Depending on what you want to tuft, you always want to start with outlining the main shapes. This way, the smaller shapes on your piece are more distinct. It’s a little tedious if your piece is more intricate, but you know what they say: no pain, no gain.
Also, Tuft Club’s yarn comes in two materials; you have cotton and wool yarn. With the cotton yarn, you’ll have your pick of 25 colours that will result in a plush, fluffy rug that you’ll want to lie on. With wool yarn, you’ll get your pick of 50 colours with a S$38 upgrade. These rugs are sturdier, so they work great as welcome rugs or for ornamental purposes. I’d say, if you have a particular aesthetic and colour in mind, go for the wool yarn but otherwise, the cotton yarn will work just fine.
I had my dog’s eyes, nose, and various highlights on her face for my piece. It might look like you’re not doing much at first, but trust in the process, and you’ll eventually get there.

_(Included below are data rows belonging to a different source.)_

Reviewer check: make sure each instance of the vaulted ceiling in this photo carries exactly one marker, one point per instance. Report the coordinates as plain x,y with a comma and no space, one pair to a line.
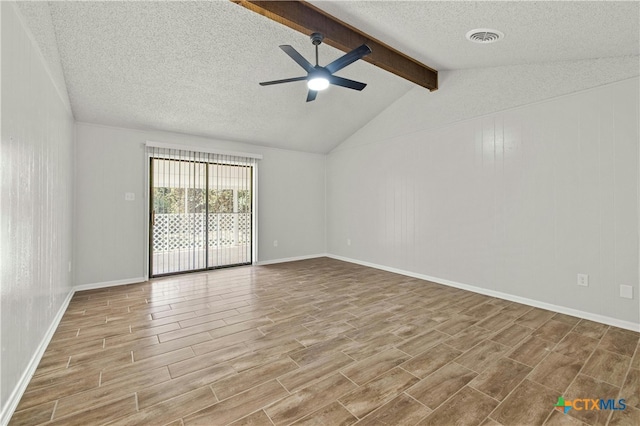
194,67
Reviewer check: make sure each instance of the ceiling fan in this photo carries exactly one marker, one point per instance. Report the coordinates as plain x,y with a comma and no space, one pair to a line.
319,78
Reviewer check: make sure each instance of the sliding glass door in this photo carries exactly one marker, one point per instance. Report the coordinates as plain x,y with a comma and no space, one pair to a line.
200,213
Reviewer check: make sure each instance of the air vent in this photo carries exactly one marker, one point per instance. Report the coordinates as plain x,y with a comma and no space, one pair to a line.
484,35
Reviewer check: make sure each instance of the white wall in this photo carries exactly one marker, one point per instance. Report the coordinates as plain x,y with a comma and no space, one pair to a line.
36,205
517,202
110,232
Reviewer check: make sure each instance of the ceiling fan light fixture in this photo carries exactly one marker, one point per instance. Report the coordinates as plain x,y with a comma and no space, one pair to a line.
318,83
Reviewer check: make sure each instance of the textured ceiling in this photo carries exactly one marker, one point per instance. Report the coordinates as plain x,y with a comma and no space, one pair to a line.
194,67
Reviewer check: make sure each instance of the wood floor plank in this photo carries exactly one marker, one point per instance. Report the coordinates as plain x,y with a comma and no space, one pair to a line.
321,342
238,406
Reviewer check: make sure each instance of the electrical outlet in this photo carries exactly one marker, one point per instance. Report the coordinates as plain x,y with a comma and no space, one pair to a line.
626,291
583,280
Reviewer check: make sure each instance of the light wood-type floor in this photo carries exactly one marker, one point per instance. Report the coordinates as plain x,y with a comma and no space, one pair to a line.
323,342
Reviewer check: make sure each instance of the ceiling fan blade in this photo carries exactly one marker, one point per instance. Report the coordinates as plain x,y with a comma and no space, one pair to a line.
311,96
345,82
286,80
348,58
293,53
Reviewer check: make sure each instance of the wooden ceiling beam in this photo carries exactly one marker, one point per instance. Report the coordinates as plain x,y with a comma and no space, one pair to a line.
307,19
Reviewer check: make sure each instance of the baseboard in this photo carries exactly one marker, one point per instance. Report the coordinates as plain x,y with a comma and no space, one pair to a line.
106,284
506,296
290,259
18,391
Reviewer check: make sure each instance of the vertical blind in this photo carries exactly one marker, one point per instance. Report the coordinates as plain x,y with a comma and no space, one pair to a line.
201,210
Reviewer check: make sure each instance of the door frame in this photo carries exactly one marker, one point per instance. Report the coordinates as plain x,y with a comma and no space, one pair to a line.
147,197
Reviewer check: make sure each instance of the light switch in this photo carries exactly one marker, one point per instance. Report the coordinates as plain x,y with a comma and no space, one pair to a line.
626,291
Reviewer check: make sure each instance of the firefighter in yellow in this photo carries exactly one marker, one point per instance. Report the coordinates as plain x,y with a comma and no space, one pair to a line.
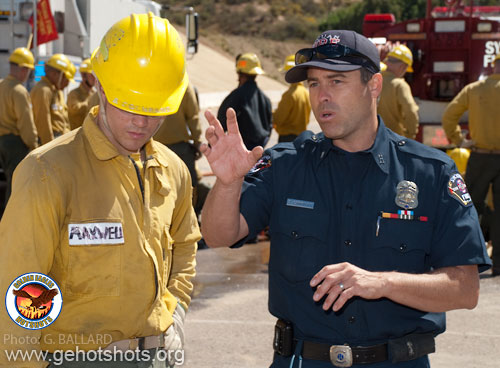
17,129
106,212
397,107
482,100
79,98
292,114
49,108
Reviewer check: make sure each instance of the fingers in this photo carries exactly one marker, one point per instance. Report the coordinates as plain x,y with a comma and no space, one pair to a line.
214,122
232,123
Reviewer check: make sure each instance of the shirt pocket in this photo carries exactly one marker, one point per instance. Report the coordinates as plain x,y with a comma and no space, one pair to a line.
167,244
94,267
401,245
299,244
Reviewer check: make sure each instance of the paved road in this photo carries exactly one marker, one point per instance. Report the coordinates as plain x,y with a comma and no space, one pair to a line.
228,324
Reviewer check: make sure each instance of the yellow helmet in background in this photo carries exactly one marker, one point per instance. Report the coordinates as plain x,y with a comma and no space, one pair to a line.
289,63
85,66
140,64
22,57
461,157
249,63
63,64
403,53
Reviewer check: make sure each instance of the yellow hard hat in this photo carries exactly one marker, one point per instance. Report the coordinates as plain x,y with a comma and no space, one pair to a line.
85,66
249,63
62,63
403,53
289,63
460,156
140,64
22,57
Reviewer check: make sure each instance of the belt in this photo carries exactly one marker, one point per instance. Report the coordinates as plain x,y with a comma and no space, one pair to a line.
141,343
344,355
484,150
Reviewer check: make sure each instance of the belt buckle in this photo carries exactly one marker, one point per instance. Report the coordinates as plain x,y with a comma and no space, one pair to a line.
341,355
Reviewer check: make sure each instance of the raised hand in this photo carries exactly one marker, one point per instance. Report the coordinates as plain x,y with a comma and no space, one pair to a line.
226,153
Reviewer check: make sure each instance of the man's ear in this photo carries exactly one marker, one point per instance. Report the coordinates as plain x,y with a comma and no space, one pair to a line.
375,85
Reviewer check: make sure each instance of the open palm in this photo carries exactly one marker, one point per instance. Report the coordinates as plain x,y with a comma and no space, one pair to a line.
226,153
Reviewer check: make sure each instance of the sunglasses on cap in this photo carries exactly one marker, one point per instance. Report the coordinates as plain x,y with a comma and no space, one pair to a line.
335,51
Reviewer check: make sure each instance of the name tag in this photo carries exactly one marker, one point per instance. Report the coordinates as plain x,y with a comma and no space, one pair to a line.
96,233
299,203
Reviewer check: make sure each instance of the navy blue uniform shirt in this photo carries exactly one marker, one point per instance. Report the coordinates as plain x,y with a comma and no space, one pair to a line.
322,205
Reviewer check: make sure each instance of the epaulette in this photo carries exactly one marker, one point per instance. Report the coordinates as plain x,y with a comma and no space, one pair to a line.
418,149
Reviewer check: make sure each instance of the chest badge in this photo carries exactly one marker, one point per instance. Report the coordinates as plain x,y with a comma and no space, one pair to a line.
407,195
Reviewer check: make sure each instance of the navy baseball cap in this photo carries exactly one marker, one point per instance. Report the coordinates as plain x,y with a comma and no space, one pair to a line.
336,50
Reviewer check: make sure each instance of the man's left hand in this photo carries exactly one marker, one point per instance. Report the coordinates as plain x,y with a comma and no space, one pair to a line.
342,281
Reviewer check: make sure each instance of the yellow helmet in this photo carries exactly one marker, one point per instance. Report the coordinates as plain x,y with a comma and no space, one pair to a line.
22,57
460,156
289,63
249,63
85,66
62,63
403,53
140,64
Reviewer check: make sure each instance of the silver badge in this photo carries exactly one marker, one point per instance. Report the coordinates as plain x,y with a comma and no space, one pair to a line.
407,194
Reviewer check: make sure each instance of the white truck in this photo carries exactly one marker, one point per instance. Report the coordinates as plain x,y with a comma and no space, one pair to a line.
80,25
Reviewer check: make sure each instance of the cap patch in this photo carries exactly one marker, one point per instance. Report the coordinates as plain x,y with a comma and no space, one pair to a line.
325,39
458,190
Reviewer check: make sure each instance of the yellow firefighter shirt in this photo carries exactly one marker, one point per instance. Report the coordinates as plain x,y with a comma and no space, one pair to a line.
79,105
293,111
184,125
123,287
16,115
397,107
49,110
482,100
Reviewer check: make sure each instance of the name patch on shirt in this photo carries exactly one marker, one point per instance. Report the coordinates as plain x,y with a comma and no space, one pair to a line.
96,233
299,203
458,190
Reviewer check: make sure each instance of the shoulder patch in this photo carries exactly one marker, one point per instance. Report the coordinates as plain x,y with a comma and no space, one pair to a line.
263,163
458,190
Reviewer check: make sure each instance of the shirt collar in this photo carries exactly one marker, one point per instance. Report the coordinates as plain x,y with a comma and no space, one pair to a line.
379,150
105,150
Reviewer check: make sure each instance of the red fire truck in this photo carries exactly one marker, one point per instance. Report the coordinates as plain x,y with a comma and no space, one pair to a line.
452,46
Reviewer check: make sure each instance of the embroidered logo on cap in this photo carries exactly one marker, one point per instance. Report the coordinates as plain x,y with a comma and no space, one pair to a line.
458,190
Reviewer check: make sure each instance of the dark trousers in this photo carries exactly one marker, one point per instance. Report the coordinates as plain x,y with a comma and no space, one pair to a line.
483,169
133,359
12,151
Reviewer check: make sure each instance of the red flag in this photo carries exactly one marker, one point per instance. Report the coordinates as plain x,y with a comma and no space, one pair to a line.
46,26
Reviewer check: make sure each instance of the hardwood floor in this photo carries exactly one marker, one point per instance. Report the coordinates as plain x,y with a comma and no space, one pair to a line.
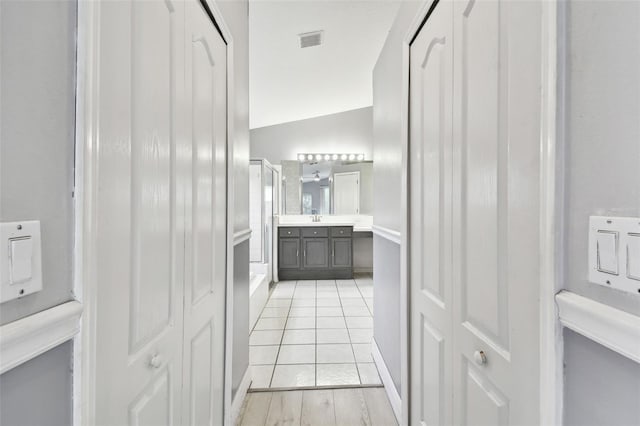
326,407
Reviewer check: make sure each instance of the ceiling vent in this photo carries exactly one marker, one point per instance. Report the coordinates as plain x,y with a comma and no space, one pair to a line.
310,39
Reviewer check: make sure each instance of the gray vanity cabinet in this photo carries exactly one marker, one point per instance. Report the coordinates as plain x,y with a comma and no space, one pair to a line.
289,257
315,253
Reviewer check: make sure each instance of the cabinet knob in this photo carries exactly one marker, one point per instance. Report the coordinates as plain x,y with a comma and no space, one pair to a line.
155,361
480,357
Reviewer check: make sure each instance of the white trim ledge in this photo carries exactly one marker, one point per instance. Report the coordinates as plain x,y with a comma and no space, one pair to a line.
387,234
611,327
29,337
241,393
241,236
387,381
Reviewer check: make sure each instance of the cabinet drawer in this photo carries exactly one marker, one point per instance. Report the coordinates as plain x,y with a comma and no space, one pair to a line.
315,232
341,231
289,232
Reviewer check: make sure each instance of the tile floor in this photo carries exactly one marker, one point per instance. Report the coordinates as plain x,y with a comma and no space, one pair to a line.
315,333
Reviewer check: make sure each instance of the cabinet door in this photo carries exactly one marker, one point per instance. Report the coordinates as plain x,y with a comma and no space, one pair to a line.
341,252
289,253
315,253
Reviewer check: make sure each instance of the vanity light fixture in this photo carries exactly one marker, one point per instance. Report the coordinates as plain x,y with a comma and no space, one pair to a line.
305,157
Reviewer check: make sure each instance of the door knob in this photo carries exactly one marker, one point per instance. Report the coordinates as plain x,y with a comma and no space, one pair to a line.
480,357
155,361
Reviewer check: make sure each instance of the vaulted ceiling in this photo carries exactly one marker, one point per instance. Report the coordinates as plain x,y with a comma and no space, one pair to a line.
288,83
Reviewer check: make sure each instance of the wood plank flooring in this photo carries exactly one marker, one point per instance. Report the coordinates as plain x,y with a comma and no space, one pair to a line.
322,407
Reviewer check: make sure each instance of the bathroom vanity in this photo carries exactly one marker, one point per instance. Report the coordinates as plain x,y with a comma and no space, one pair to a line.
315,251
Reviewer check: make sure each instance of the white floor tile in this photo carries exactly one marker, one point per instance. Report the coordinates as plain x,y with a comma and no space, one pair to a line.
329,312
299,337
369,374
362,352
297,354
359,322
356,311
361,335
328,302
270,323
353,302
303,303
302,312
337,374
298,323
330,322
334,354
275,312
285,376
279,303
261,376
263,355
332,336
265,337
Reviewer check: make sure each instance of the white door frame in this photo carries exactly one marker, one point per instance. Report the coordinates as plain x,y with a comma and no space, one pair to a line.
84,288
551,344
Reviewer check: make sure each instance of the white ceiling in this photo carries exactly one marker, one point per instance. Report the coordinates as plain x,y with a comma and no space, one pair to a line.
288,83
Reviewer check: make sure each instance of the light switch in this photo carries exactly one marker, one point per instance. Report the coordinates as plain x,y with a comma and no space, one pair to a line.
21,253
20,259
614,252
607,247
633,256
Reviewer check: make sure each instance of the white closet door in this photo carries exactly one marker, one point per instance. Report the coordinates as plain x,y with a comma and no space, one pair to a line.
205,258
496,225
430,157
346,193
139,200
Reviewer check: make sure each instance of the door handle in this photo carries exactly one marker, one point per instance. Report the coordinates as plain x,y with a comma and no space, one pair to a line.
155,361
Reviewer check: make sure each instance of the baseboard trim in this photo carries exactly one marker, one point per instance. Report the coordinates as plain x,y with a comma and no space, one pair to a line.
241,236
387,234
606,325
26,338
387,381
236,405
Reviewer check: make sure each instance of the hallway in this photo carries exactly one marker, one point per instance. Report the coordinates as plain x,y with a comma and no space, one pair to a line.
338,407
315,333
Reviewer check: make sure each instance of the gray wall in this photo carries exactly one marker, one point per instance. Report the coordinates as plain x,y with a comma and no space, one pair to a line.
387,181
602,387
38,392
349,131
37,124
602,172
236,15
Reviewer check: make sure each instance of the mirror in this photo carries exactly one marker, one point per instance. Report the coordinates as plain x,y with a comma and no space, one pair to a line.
327,187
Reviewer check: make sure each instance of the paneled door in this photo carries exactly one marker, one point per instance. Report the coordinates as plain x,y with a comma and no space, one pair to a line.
430,154
205,257
475,213
159,233
496,133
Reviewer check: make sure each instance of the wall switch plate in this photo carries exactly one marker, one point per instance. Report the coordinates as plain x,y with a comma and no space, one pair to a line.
20,259
614,252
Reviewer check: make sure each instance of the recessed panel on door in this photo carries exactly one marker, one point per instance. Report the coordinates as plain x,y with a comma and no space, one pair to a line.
152,170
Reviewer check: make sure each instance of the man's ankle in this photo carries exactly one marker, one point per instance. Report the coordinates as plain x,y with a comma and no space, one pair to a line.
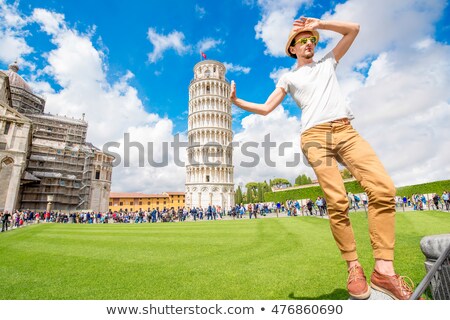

You can see how the processes are different if your drawing is different. For Corliss and her effortlessly cool melted smiley, she filled in the eyes and smile before filling up the surrounding areas with a mix of bright acid green.
If you’d like to go a little more freestyle with your work, then you can follow Vera’s suit and go abstract with geometric shapes and thoughtfully placed squiggles. When you’ve finally finished your work, pat yourself on the back and a shot of the finished product—you deserve it.
Well, your part of the rug-making process is over, but for Isaac, Zoey, and Carl, it’s only the beginning. They start the process of glueing, cutting, and trimming your rugs long into the night. It’s a tiresome process, for sure, but it’s something the trio do with zest and enthusiasm. A particular joie de vivre that you can’t help but admire and try to emulate.
Then, all you have to do is is sit tight and wait for your rug to arrive at your doorstep. Soon enough, there will be a rather light and large package that will arrive at your door, and you’ll be able to hold the rug that you have painstakingly spent four hours making.
Well, if you haven’t guessed it by now, the TL;DR is, yes, go for the workshop. While it is S$195 for a 4.5-hour session, I’d say it’s well worth every penny. With that rush of instant gratification coupled with the addictive burst of creativity and the satisfying tangibility when you hold your rug in your hands—ahh, there is nothing like it.